Narratives make real estate expensive
But then the curtain rose for closing speaker Andreas Loepfe, who played the advocate diaboli with relish. The starting point of his argument: the private sector is currently turning a big wheel on the market. Incidentally, this was an observation that Macht had already made previously and was able to impressively substantiate with data from his employer JLL (even if the definition of "wealthy private individuals" did not quite match up in terms of investment volume). Loepfe interpreted the hunger of wealthy private individuals for their own direct real estate investments as a reaction to the low returns offered by institutional investors. This in turn is due to a certain herd instinct, triggered and perhaps even controlled by powerful narratives - and this is where valuers come into play. Loepfe believes that successful valuers anticipate the narratives of their institutional clients. They are therefore caught in a mutually reproductive loop with them, as it were. This loop ultimately also includes the market, as it looks at the valuations so that, in Loepfe's words, "valuations reproduce their values". Loepfe described regulatory issues such as ESG, whose star seems to be falling in the USA, as well as the idea of the "safe haven" and the mantra of central locations, as narratives that drive prices. You may find Loepfe's perspective on things heretical, but he certainly takes a rather lofty view of things. Valuation standards such as IFRS are perhaps a little too sophisticated for valuers to be seen as willing enforcers. And an investor like Lüthi certainly gives the impression of not only being at the mercy of narratives and regulatory issues, but also of playing them and registering precisely when opportunities arise off the beaten track. But it is inspiring when supposed certainties are questioned with good arguments, and simplification is allowed. The fact that Loepfe was punished by the brilliantly presented moderator John Davidson by being assigned a side seat on the discussion panel - "you polarize", he said - was of course a joke.

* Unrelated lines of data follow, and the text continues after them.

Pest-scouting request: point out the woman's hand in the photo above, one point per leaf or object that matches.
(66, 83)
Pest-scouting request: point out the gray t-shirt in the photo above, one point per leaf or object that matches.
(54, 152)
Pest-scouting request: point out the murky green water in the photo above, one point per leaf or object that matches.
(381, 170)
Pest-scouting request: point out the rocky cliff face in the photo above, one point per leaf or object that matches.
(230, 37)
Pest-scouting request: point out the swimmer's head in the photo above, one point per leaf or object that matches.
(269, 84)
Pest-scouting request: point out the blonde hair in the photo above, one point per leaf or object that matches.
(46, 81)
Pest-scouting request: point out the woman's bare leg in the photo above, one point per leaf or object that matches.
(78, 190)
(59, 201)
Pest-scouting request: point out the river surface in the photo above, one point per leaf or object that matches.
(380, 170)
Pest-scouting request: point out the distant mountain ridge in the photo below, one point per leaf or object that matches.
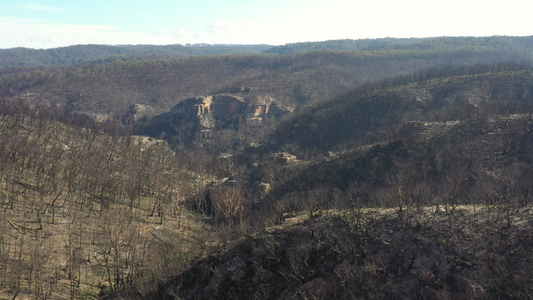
(84, 54)
(80, 54)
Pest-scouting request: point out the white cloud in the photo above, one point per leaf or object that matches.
(37, 33)
(42, 7)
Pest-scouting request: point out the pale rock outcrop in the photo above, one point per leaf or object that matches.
(137, 112)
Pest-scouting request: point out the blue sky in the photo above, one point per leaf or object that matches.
(57, 23)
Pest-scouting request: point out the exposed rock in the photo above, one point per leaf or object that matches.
(283, 158)
(201, 118)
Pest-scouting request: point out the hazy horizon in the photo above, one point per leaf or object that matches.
(59, 23)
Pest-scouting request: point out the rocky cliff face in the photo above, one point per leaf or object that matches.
(201, 117)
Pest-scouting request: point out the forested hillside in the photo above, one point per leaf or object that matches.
(91, 54)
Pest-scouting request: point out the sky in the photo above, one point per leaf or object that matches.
(44, 24)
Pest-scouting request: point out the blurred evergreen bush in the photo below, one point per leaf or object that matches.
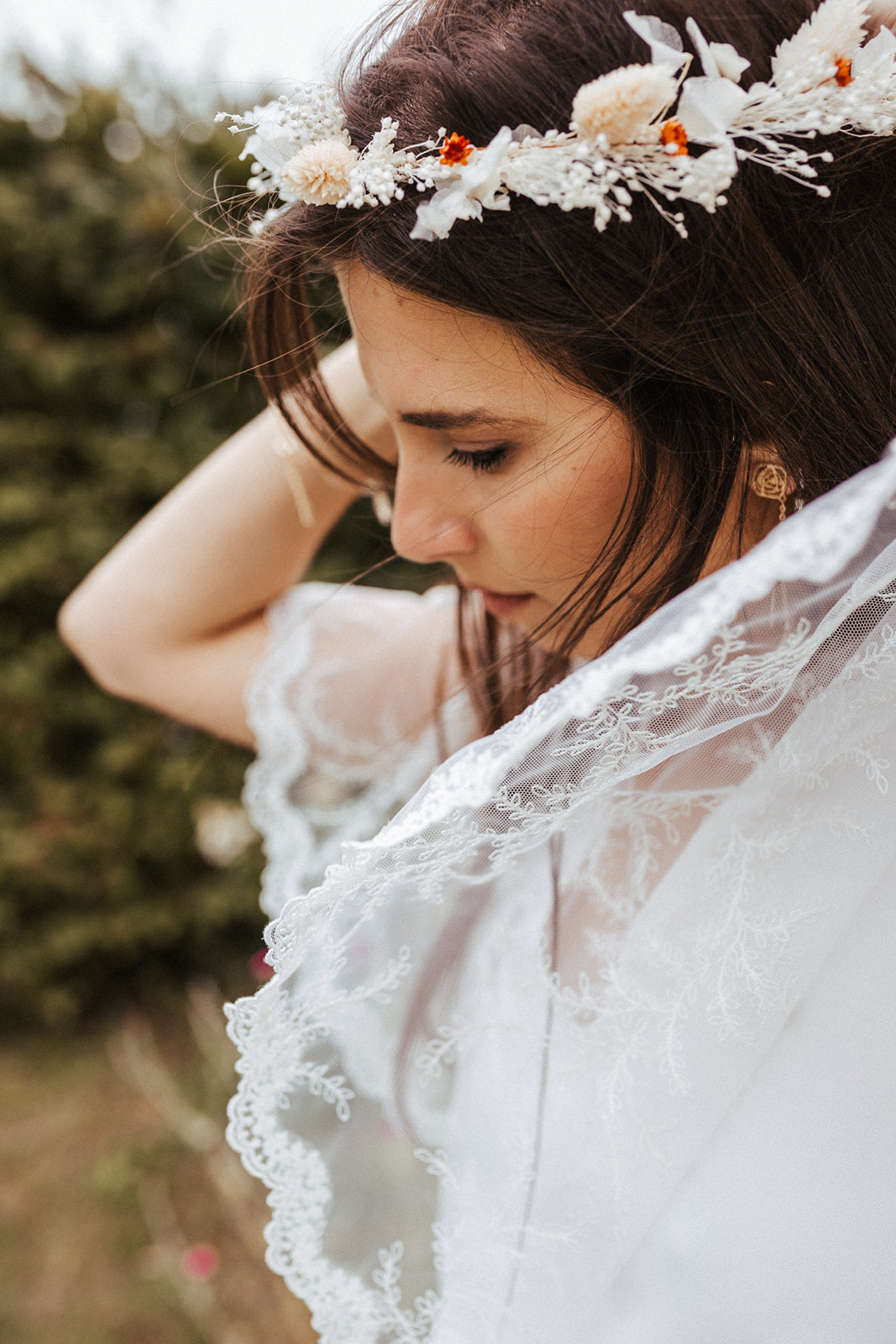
(120, 369)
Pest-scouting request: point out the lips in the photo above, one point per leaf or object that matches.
(501, 605)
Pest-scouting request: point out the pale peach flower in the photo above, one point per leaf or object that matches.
(320, 174)
(624, 104)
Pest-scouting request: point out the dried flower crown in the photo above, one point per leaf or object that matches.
(631, 132)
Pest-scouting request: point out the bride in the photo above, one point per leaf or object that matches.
(580, 870)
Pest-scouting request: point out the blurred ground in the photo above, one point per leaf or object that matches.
(125, 1218)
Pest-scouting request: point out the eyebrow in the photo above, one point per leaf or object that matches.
(456, 420)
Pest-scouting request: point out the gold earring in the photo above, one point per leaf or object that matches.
(770, 483)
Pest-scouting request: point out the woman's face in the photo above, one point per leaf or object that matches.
(506, 472)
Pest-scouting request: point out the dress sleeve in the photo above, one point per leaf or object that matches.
(356, 701)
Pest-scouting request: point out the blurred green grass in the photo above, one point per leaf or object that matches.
(123, 365)
(116, 1187)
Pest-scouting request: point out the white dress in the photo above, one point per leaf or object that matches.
(652, 1097)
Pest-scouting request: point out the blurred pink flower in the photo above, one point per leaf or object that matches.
(258, 967)
(199, 1261)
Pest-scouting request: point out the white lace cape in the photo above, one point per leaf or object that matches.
(597, 920)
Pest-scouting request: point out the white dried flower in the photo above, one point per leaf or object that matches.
(320, 174)
(810, 55)
(624, 104)
(223, 831)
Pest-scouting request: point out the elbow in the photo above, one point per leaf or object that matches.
(105, 652)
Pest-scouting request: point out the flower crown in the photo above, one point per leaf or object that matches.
(631, 132)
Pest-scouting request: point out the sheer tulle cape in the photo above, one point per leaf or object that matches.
(504, 1026)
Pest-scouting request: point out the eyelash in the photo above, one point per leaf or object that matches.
(486, 459)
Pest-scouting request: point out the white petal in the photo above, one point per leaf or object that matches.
(434, 218)
(707, 58)
(875, 60)
(730, 64)
(664, 42)
(707, 108)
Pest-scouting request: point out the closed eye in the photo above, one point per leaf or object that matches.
(479, 460)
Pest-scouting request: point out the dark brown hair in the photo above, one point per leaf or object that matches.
(772, 323)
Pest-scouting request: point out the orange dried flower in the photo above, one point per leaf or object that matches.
(844, 71)
(673, 134)
(456, 150)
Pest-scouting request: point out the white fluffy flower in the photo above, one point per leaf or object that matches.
(474, 186)
(835, 30)
(622, 104)
(320, 174)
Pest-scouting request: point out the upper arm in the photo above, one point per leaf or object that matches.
(202, 683)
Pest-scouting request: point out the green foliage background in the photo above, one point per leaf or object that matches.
(121, 366)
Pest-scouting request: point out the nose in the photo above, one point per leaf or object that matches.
(429, 523)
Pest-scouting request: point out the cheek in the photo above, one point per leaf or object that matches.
(574, 517)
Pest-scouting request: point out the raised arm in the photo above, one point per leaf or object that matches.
(174, 616)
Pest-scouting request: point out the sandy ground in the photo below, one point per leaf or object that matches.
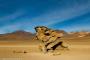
(79, 49)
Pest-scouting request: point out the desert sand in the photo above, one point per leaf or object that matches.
(78, 49)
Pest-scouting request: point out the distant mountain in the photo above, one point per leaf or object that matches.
(17, 35)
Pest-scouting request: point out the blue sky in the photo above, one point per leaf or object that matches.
(68, 15)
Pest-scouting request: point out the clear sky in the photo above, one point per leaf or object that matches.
(68, 15)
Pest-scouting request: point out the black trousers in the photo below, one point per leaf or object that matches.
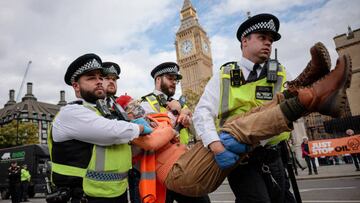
(15, 189)
(250, 185)
(24, 190)
(171, 196)
(310, 161)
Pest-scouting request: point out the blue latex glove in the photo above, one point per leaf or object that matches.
(143, 122)
(231, 144)
(226, 159)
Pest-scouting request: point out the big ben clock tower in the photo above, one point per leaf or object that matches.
(193, 51)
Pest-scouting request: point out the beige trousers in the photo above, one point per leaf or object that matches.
(196, 173)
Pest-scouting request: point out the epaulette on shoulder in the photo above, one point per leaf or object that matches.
(79, 102)
(228, 64)
(143, 98)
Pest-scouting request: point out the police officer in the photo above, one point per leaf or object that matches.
(111, 75)
(166, 76)
(25, 180)
(90, 155)
(247, 88)
(14, 181)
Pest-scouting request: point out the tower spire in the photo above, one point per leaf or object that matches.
(187, 4)
(188, 16)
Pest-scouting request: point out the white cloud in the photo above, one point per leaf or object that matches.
(299, 33)
(52, 34)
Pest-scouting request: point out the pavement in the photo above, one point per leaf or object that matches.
(330, 171)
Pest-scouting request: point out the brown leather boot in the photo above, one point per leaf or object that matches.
(328, 95)
(318, 67)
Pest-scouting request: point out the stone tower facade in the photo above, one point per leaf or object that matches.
(193, 51)
(350, 43)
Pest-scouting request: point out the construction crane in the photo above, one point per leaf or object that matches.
(23, 81)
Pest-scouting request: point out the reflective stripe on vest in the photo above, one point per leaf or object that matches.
(155, 104)
(238, 100)
(102, 177)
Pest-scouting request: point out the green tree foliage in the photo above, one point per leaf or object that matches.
(27, 134)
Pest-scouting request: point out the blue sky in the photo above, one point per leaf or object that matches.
(140, 34)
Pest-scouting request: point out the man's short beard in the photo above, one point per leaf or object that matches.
(165, 89)
(110, 93)
(90, 96)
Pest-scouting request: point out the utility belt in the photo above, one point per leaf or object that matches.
(64, 194)
(260, 158)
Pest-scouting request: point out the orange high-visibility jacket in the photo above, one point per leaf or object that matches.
(161, 151)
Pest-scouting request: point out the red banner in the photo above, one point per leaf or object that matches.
(331, 147)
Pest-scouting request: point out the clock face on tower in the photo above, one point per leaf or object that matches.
(186, 46)
(205, 46)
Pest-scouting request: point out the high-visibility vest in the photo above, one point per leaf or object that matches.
(152, 190)
(107, 170)
(25, 175)
(152, 100)
(236, 100)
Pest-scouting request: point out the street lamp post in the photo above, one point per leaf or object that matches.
(17, 125)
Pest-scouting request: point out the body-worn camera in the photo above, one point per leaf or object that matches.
(62, 195)
(272, 68)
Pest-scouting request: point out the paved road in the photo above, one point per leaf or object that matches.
(329, 190)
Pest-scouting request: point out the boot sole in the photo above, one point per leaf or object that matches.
(335, 105)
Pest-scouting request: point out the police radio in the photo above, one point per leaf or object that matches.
(161, 99)
(272, 68)
(236, 76)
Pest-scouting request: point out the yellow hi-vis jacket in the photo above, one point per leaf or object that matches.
(106, 174)
(25, 175)
(236, 100)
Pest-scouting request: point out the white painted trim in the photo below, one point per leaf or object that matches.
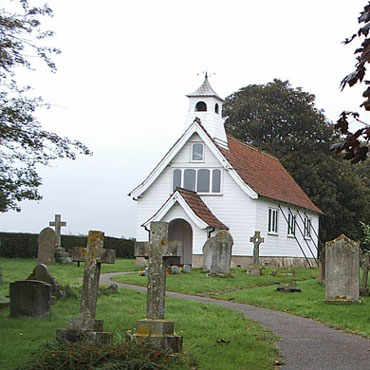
(176, 198)
(193, 128)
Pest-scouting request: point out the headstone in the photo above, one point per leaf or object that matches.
(321, 277)
(86, 327)
(218, 251)
(46, 246)
(342, 270)
(41, 273)
(257, 240)
(365, 265)
(30, 298)
(186, 269)
(155, 329)
(61, 256)
(175, 269)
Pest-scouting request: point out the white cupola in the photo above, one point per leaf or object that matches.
(206, 105)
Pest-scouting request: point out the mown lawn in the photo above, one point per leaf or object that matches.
(248, 345)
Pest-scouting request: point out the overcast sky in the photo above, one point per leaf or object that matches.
(125, 69)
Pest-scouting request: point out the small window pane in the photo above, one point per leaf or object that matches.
(189, 180)
(203, 181)
(197, 154)
(176, 179)
(216, 181)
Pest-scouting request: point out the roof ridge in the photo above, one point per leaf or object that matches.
(254, 148)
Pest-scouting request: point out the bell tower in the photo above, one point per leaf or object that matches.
(205, 104)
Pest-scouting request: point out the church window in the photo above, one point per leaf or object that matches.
(203, 181)
(176, 178)
(189, 179)
(291, 224)
(307, 227)
(201, 107)
(197, 152)
(216, 181)
(272, 221)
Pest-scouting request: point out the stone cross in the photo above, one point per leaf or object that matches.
(93, 256)
(158, 251)
(256, 239)
(58, 224)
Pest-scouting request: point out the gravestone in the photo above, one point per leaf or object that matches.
(86, 327)
(365, 265)
(155, 329)
(41, 273)
(29, 298)
(257, 240)
(61, 256)
(342, 270)
(46, 246)
(217, 254)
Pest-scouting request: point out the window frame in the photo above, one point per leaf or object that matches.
(211, 171)
(192, 152)
(273, 221)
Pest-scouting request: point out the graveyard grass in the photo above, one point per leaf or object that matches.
(261, 291)
(213, 336)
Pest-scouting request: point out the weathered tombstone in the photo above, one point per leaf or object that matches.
(175, 269)
(46, 246)
(365, 265)
(342, 270)
(155, 329)
(186, 269)
(41, 273)
(321, 277)
(86, 327)
(256, 239)
(217, 254)
(29, 298)
(61, 256)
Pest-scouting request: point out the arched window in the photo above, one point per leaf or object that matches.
(201, 107)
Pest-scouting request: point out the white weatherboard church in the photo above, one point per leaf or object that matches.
(210, 181)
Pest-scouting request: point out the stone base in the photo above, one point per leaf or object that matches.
(77, 335)
(159, 333)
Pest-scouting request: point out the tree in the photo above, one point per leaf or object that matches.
(285, 122)
(23, 142)
(355, 145)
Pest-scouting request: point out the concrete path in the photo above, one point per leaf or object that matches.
(304, 345)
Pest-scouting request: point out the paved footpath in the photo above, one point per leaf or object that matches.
(304, 344)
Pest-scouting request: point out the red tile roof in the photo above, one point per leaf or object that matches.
(265, 174)
(200, 208)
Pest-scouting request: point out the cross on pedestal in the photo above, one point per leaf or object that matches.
(85, 326)
(58, 224)
(158, 251)
(256, 239)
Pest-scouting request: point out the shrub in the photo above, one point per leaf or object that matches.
(24, 245)
(86, 356)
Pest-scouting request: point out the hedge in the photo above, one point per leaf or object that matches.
(24, 245)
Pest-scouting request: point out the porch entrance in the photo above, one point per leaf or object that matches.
(180, 230)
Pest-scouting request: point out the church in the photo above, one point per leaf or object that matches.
(210, 181)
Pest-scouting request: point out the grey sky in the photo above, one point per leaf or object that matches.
(125, 69)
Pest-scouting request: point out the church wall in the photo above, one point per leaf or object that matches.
(283, 245)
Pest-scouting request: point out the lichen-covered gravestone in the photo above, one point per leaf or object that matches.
(217, 254)
(86, 327)
(155, 329)
(342, 256)
(46, 246)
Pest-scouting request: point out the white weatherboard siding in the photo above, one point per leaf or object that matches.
(282, 245)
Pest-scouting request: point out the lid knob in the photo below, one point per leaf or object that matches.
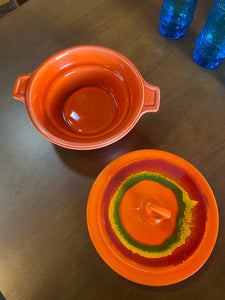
(152, 213)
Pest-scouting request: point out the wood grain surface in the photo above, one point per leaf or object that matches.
(45, 249)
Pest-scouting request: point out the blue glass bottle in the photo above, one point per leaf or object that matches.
(175, 16)
(210, 45)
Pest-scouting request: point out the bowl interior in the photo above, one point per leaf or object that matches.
(84, 95)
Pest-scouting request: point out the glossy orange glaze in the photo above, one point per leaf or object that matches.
(148, 227)
(186, 259)
(100, 85)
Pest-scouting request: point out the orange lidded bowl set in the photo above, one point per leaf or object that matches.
(151, 215)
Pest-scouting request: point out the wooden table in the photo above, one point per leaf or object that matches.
(45, 249)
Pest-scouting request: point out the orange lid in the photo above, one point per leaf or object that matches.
(152, 217)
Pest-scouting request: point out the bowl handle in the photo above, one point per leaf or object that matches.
(20, 87)
(151, 98)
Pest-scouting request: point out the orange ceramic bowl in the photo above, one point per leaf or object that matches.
(86, 97)
(152, 217)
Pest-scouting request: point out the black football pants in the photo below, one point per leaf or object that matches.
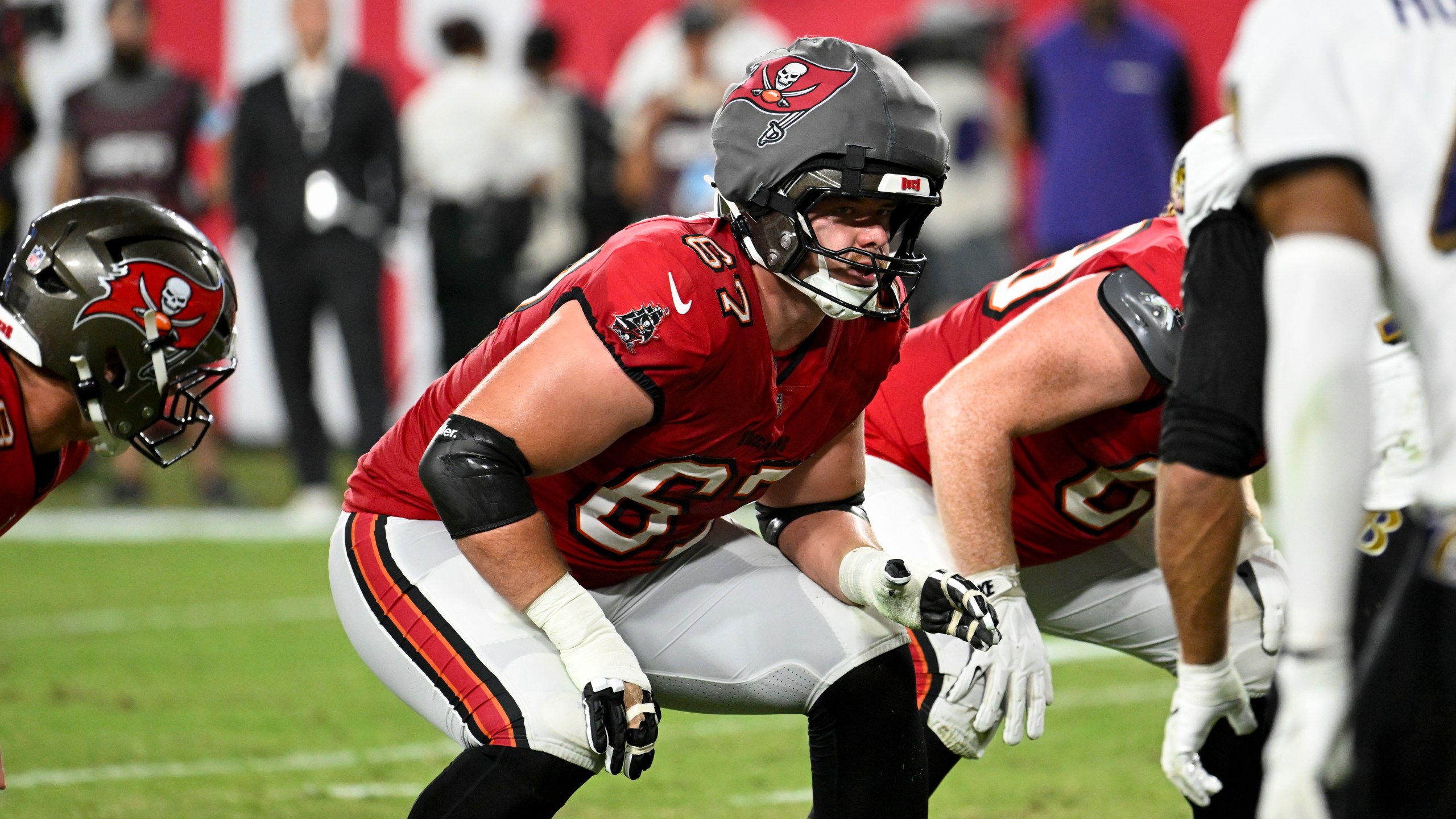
(867, 757)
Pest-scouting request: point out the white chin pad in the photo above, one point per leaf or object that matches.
(822, 280)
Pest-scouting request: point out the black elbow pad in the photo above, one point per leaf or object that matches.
(1149, 322)
(477, 478)
(772, 519)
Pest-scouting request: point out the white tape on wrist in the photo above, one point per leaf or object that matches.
(1005, 582)
(861, 574)
(590, 646)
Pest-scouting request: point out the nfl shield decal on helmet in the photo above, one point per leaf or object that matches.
(788, 88)
(640, 325)
(185, 308)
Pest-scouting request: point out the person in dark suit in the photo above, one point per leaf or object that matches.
(316, 175)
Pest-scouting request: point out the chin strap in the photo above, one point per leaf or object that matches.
(820, 279)
(89, 394)
(159, 361)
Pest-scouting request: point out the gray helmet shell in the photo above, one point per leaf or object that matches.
(828, 117)
(131, 305)
(843, 95)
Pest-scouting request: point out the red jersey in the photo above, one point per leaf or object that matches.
(676, 304)
(27, 478)
(1085, 483)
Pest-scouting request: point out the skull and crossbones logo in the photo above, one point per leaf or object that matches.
(175, 295)
(778, 89)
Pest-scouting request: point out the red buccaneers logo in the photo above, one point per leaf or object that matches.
(185, 308)
(791, 86)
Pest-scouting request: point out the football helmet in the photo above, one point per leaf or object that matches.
(136, 309)
(822, 118)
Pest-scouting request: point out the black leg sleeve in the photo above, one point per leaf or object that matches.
(940, 760)
(494, 781)
(1238, 761)
(867, 744)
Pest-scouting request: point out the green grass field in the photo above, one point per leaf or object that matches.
(212, 681)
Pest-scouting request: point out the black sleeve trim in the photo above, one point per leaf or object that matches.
(1290, 168)
(638, 377)
(1149, 322)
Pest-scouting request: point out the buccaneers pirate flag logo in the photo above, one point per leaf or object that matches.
(791, 86)
(187, 311)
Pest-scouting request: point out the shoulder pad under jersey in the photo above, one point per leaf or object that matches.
(1209, 175)
(1151, 324)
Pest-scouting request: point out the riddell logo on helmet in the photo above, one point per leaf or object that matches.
(791, 86)
(184, 307)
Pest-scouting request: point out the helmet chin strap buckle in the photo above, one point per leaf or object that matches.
(159, 359)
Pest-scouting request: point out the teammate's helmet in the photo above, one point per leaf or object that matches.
(133, 307)
(828, 117)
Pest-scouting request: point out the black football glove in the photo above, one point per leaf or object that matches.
(628, 751)
(953, 605)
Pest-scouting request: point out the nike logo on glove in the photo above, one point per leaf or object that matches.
(677, 301)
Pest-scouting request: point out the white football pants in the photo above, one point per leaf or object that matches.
(1113, 595)
(727, 627)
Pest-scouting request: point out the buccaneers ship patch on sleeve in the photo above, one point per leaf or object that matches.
(640, 325)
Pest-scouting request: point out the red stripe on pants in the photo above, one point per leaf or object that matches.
(427, 640)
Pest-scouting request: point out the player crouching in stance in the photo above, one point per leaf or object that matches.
(117, 318)
(115, 321)
(1033, 470)
(544, 528)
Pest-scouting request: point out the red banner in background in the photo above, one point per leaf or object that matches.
(594, 34)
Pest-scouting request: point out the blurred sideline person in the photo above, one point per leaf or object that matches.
(18, 127)
(115, 321)
(657, 57)
(474, 531)
(129, 135)
(1031, 471)
(667, 148)
(969, 238)
(1107, 104)
(1213, 437)
(1349, 131)
(578, 206)
(316, 178)
(468, 149)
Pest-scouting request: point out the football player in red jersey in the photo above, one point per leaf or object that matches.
(1031, 470)
(544, 531)
(115, 321)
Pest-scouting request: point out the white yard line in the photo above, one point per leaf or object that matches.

Incidentally, the anniversary edition of the "Real Estate Talks" took place this time as the closing event of the SVIT Valuation Congress in Zurich's Volkshaus. The SVIT valuers' offer was a nice gesture, and it shows the importance that the format now enjoys in the industry. There was cake, a raffle and, of course, words of welcome, but above all the event itself showed why it is so successful: it is always the content that takes center stage.